There had been a train at Forest Park since at least the 1970s.

The MassMutual Express train arrived new in 2001, replacing an old train that was having maintenance issues, officials said at the time. The new train could carry 75 passengers, was painted blue and white to match MassMutual‘s “blue chip” logo, and had a brass-bell sound system.

Nathan Bazinet, who is listed as interim director and a board member of the Zoo in Forest Park, declined to answer questions about the train.

Officials at MassMutual also declined to comment about the sale of the train.

Forest Park Zoological Society board member Evan Plotkin, who acknowledged that he has not participated in board activity in some time, said he is aware that the train encountered maintenance and mechanical problems in the past and was in need of repairs “quite a bit.”

In Springfield, the train picked up passengers at the zoo entrance, circled the upper park, and then dropped the passengers off at the zoo. The train was not powerful enough to climb the hills in the lower park, Sullivan said.
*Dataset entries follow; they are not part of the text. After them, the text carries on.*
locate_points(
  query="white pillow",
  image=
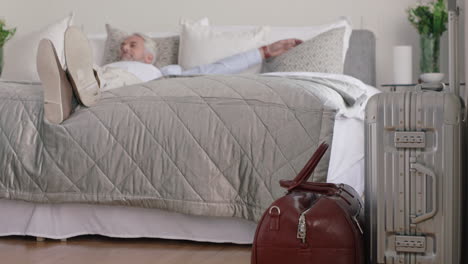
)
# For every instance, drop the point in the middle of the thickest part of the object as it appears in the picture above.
(307, 33)
(20, 53)
(201, 44)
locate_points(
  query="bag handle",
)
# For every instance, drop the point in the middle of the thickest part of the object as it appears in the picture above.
(316, 187)
(305, 173)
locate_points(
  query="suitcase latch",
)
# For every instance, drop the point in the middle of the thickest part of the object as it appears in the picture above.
(410, 139)
(413, 244)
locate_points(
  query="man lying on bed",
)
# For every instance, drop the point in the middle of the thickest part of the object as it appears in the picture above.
(137, 54)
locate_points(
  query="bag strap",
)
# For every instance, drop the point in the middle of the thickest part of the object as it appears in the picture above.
(305, 173)
(320, 188)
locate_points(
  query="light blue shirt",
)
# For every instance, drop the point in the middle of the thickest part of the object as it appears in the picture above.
(230, 65)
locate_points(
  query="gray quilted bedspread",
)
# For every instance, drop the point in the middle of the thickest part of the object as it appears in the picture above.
(207, 145)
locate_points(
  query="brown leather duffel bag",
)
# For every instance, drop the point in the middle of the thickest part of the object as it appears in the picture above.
(316, 223)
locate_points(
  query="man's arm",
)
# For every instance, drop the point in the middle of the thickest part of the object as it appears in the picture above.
(237, 63)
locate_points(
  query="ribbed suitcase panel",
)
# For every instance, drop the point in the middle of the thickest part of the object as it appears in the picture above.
(399, 189)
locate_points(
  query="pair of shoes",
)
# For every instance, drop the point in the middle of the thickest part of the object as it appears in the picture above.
(58, 89)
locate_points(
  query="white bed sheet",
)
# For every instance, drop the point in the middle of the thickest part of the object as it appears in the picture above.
(59, 221)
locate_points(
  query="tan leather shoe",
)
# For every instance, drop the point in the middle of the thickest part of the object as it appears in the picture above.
(79, 60)
(57, 89)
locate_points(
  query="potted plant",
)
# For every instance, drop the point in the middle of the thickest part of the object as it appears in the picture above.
(430, 19)
(5, 35)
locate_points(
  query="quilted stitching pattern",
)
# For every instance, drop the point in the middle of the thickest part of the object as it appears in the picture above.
(210, 145)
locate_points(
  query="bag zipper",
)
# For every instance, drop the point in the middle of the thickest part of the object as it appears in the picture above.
(302, 226)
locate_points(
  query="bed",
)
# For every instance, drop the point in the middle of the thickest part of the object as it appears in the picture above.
(65, 211)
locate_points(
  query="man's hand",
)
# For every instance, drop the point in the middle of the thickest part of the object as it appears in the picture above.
(279, 47)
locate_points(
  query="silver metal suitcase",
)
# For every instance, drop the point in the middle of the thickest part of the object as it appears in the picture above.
(413, 195)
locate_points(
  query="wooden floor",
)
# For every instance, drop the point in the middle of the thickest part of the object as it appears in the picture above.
(102, 250)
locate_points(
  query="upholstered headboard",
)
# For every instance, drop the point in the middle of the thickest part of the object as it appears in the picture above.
(360, 59)
(359, 62)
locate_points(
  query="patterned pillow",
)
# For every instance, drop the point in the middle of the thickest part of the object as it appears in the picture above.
(323, 53)
(167, 48)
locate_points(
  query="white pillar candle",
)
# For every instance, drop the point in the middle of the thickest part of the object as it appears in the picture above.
(402, 65)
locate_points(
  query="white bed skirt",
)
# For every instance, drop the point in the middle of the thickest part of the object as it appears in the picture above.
(58, 221)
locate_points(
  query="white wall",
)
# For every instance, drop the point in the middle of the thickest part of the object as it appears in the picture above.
(386, 18)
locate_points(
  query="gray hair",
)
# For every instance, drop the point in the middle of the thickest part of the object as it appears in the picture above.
(150, 45)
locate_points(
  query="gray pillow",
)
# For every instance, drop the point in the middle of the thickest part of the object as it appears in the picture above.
(323, 53)
(167, 48)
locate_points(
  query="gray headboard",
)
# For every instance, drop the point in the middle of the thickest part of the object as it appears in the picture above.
(360, 59)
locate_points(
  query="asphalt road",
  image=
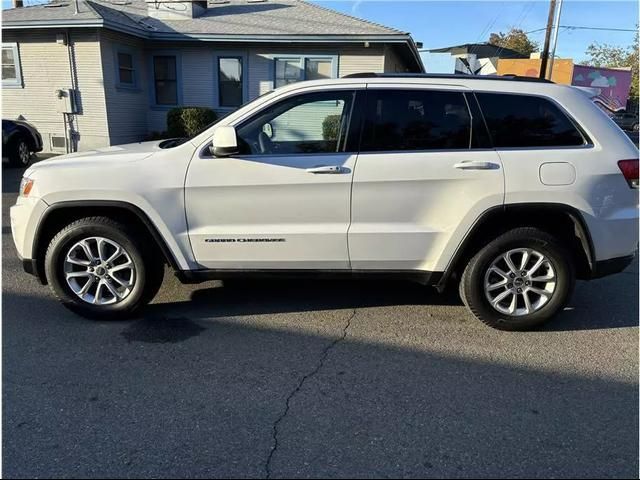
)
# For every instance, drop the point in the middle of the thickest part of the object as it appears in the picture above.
(315, 379)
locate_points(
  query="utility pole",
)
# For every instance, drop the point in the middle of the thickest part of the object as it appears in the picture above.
(556, 28)
(547, 37)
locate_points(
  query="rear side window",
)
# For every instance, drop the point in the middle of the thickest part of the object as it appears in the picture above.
(527, 121)
(415, 120)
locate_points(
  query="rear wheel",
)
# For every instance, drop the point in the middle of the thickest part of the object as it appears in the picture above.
(519, 280)
(96, 268)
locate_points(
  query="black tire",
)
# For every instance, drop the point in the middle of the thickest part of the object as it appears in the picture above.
(472, 283)
(19, 153)
(149, 270)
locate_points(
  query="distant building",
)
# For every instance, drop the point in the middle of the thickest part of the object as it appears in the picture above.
(478, 58)
(609, 86)
(93, 73)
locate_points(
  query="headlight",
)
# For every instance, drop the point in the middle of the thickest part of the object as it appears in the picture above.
(25, 186)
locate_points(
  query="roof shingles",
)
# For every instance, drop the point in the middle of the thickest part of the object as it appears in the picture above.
(237, 17)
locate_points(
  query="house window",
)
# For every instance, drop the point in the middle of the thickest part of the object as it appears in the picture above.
(165, 79)
(126, 70)
(291, 70)
(230, 88)
(317, 69)
(287, 71)
(11, 72)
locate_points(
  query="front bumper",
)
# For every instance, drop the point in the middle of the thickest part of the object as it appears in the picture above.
(25, 216)
(611, 266)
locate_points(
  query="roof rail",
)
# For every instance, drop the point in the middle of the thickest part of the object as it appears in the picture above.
(513, 78)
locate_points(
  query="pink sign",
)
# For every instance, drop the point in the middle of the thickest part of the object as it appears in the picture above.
(613, 84)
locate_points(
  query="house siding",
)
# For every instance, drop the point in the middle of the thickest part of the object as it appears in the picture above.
(111, 114)
(392, 61)
(199, 85)
(45, 69)
(126, 107)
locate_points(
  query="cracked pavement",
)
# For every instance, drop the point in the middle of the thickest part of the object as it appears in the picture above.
(315, 379)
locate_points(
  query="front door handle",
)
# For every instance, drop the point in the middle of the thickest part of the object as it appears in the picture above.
(476, 165)
(327, 169)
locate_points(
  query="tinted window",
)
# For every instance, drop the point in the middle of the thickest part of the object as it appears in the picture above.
(311, 123)
(527, 121)
(416, 120)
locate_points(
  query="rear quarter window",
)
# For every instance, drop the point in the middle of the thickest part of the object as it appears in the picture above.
(527, 121)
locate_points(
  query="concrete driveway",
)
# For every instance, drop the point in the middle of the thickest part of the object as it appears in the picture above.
(315, 379)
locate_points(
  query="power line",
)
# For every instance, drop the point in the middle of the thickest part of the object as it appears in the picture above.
(573, 27)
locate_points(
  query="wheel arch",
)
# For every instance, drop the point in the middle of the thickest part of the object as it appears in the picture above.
(60, 214)
(560, 220)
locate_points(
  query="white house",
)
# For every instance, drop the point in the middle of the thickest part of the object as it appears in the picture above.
(93, 73)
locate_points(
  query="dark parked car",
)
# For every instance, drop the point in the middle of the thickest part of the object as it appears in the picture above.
(626, 121)
(20, 140)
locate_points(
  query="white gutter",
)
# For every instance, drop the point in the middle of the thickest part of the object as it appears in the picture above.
(154, 35)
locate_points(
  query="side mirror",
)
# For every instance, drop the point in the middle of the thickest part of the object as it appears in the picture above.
(225, 141)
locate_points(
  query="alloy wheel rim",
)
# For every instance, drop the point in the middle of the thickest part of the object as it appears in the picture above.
(520, 282)
(99, 271)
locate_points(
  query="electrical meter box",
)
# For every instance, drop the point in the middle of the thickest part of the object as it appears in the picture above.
(66, 100)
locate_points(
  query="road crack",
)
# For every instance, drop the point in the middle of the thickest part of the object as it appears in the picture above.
(294, 392)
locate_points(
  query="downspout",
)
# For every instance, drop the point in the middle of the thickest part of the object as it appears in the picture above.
(73, 73)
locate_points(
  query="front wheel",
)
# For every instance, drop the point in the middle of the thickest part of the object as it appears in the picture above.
(518, 281)
(97, 268)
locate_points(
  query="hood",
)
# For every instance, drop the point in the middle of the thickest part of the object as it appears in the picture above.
(120, 153)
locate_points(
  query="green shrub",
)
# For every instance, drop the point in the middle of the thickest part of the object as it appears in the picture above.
(331, 127)
(187, 121)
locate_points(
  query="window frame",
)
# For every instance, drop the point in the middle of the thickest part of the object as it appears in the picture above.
(586, 138)
(134, 67)
(302, 64)
(216, 75)
(152, 90)
(473, 123)
(18, 81)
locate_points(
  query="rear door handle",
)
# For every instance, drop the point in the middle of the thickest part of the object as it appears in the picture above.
(327, 169)
(476, 165)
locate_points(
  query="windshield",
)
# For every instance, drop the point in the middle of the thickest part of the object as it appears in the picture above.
(174, 142)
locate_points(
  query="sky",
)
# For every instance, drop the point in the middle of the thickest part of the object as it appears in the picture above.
(445, 23)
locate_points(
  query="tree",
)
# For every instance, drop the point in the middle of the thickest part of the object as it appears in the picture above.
(612, 56)
(515, 39)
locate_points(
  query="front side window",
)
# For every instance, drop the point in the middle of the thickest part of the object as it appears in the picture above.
(527, 121)
(126, 71)
(309, 123)
(230, 81)
(11, 74)
(165, 80)
(398, 120)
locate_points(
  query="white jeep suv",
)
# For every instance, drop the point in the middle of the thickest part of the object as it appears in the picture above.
(512, 187)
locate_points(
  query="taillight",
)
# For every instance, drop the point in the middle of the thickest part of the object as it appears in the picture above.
(629, 169)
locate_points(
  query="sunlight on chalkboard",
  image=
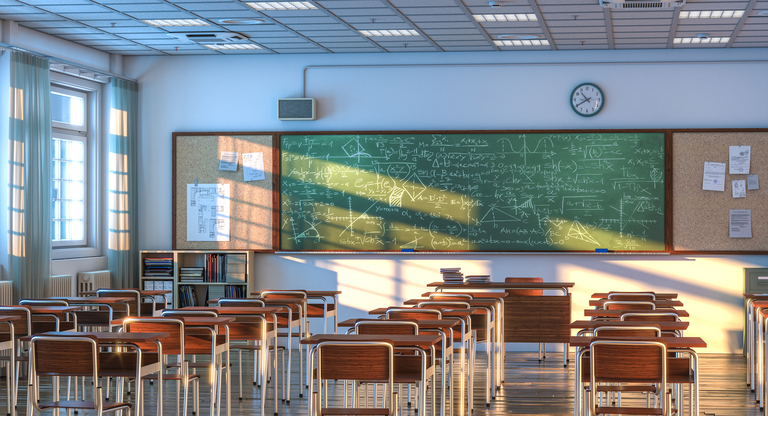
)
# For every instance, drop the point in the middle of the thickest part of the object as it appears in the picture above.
(389, 188)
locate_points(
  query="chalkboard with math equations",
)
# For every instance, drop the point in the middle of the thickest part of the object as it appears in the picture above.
(473, 192)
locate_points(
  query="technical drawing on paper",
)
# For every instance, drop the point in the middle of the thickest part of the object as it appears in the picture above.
(208, 212)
There was a ticket fee charged for the train rides, but the amount generated annually was not available from the Zoological Society.

The Zoological Society has a 25-year lease at Forest Park, renting the zoo for $1 a year. As a private, nonprofit organization, it operates separately from the park system, but the city funds a full-time employee and major public utilities, city officials said.